Background: Evidence increasingly points to the importance of chronic hypoxia in the tubulointerstitium as a final common pathway to end-stage renal disease (ESRD). Beraprost sodium (BPS) is an orally active prostacyclin (PGI2) analogue demonstrating prevention of the progression of chronic kidney disease (CKD) in various animal models by maintaining renal blood flow and attenuating renal ischemic condition. Methods: This multicenter, randomized, double-blind, placebo-controlled, phase II trial was designed to determine the recommended dose of the sustained-release form of BPS (TRK-100STP 120 mu g/day or 240 mu g/day) in Japanese patients with CKD. TRK-100STP was administered to a total of 112 patients. The primary efficacy endpoint was the difference in the slope of the regression line of reciprocal of serum creatinine (1/SCr) over time, obtained by the least-squares method.

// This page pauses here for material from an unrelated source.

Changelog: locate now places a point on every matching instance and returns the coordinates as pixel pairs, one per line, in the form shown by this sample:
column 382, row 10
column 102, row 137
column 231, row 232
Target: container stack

Results: Regarding the primary endpoint, statistical superiority of TRK-100STP 240 mu g over placebo was not confirmed and so a recommended dose was not determined. Compared to placebo, however, the slope of regression line of 1/SCr, elevation of SCr and serum cystatin C during the treatment period revealed greater improvement at 120 mu g, at both doses, and at 240 mu g, respectively. In terms of safety, both TRK-100STP treatment groups were well tolerated. Conclusions: Although the study failed to meet the primary endpoint, results indicate that TRK-100STP may potentially prevent the decline in renal function of CKD patients independent of blood pressure or urinary protein levels.